If one could compare the cost of raising and maintaining the various arms with the service each performs in time of war, one would end up with a definite figure that would express the optimum equation in abstract terms. But this is hardly more than a guessing game. The first part of the equation alone is hard enough to estimate, except for the purely monetary factor; but the value of human life is another matter—one on which no one would be willing to set a price in cold figures.

There is also the fact that each arm really depends on a different sector of the national economy: infantry on the human population, cavalry on the equine, and artillery on finance. That fact introduces an outside determinant, which we clearly see to be dominant in the general historical phases of different peoples at different times.

But since for other reasons we cannot quite dispense with all standards of comparison, instead of taking the first part of the equation as a whole, we shall simply make use of the only ascertainable factor: the monetary cost. For our purposes it will suffice to state that, according to common experience, a squadron of 150 horses, a battalion of 800 men, and a battery of eight six-pounders cost approximately the same both for equipment and maintenance.

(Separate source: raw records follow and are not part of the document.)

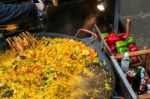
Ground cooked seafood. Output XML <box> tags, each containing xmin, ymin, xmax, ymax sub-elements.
<box><xmin>0</xmin><ymin>37</ymin><xmax>111</xmax><ymax>99</ymax></box>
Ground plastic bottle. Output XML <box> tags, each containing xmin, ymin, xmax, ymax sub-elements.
<box><xmin>121</xmin><ymin>53</ymin><xmax>130</xmax><ymax>74</ymax></box>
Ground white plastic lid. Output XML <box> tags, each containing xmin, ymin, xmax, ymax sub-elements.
<box><xmin>124</xmin><ymin>52</ymin><xmax>129</xmax><ymax>57</ymax></box>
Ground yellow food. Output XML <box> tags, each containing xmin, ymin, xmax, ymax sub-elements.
<box><xmin>0</xmin><ymin>37</ymin><xmax>98</xmax><ymax>99</ymax></box>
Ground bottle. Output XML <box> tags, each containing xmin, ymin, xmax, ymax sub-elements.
<box><xmin>121</xmin><ymin>53</ymin><xmax>130</xmax><ymax>75</ymax></box>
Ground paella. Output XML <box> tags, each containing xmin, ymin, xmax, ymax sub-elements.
<box><xmin>0</xmin><ymin>37</ymin><xmax>112</xmax><ymax>99</ymax></box>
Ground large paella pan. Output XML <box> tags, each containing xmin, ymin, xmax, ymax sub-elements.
<box><xmin>0</xmin><ymin>30</ymin><xmax>115</xmax><ymax>99</ymax></box>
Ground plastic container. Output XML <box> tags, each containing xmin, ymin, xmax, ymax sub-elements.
<box><xmin>121</xmin><ymin>53</ymin><xmax>130</xmax><ymax>74</ymax></box>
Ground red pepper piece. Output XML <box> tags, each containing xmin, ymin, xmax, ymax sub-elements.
<box><xmin>119</xmin><ymin>33</ymin><xmax>130</xmax><ymax>40</ymax></box>
<box><xmin>109</xmin><ymin>45</ymin><xmax>116</xmax><ymax>50</ymax></box>
<box><xmin>129</xmin><ymin>45</ymin><xmax>139</xmax><ymax>52</ymax></box>
<box><xmin>107</xmin><ymin>33</ymin><xmax>119</xmax><ymax>45</ymax></box>
<box><xmin>128</xmin><ymin>44</ymin><xmax>135</xmax><ymax>49</ymax></box>
<box><xmin>111</xmin><ymin>49</ymin><xmax>117</xmax><ymax>55</ymax></box>
<box><xmin>131</xmin><ymin>56</ymin><xmax>139</xmax><ymax>64</ymax></box>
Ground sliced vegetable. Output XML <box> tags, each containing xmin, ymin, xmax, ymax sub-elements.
<box><xmin>111</xmin><ymin>49</ymin><xmax>117</xmax><ymax>55</ymax></box>
<box><xmin>128</xmin><ymin>44</ymin><xmax>135</xmax><ymax>49</ymax></box>
<box><xmin>109</xmin><ymin>45</ymin><xmax>116</xmax><ymax>50</ymax></box>
<box><xmin>126</xmin><ymin>36</ymin><xmax>135</xmax><ymax>44</ymax></box>
<box><xmin>116</xmin><ymin>41</ymin><xmax>127</xmax><ymax>48</ymax></box>
<box><xmin>131</xmin><ymin>56</ymin><xmax>139</xmax><ymax>64</ymax></box>
<box><xmin>129</xmin><ymin>45</ymin><xmax>139</xmax><ymax>52</ymax></box>
<box><xmin>119</xmin><ymin>33</ymin><xmax>130</xmax><ymax>40</ymax></box>
<box><xmin>102</xmin><ymin>33</ymin><xmax>109</xmax><ymax>38</ymax></box>
<box><xmin>117</xmin><ymin>47</ymin><xmax>129</xmax><ymax>54</ymax></box>
<box><xmin>106</xmin><ymin>33</ymin><xmax>119</xmax><ymax>45</ymax></box>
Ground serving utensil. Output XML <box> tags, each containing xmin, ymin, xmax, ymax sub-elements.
<box><xmin>6</xmin><ymin>32</ymin><xmax>38</xmax><ymax>51</ymax></box>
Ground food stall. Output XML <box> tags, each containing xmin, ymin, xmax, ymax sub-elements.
<box><xmin>0</xmin><ymin>0</ymin><xmax>149</xmax><ymax>99</ymax></box>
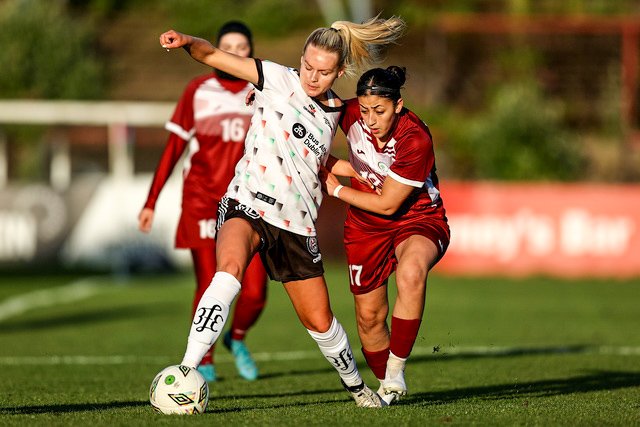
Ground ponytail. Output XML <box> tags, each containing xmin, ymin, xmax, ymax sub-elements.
<box><xmin>303</xmin><ymin>15</ymin><xmax>406</xmax><ymax>76</ymax></box>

So far as the second part of the equation is concerned, it is even more difficult to work out definite figures. It might conceivably be possible if destructiveness were all that had to be measured; but each branch has its own particular use and thus a different sphere of effective action. But the spheres are by no means fixed; they could be expanded or contracted, and the consequence would merely be to modify the conduct of the war without incurring any special disadvantage.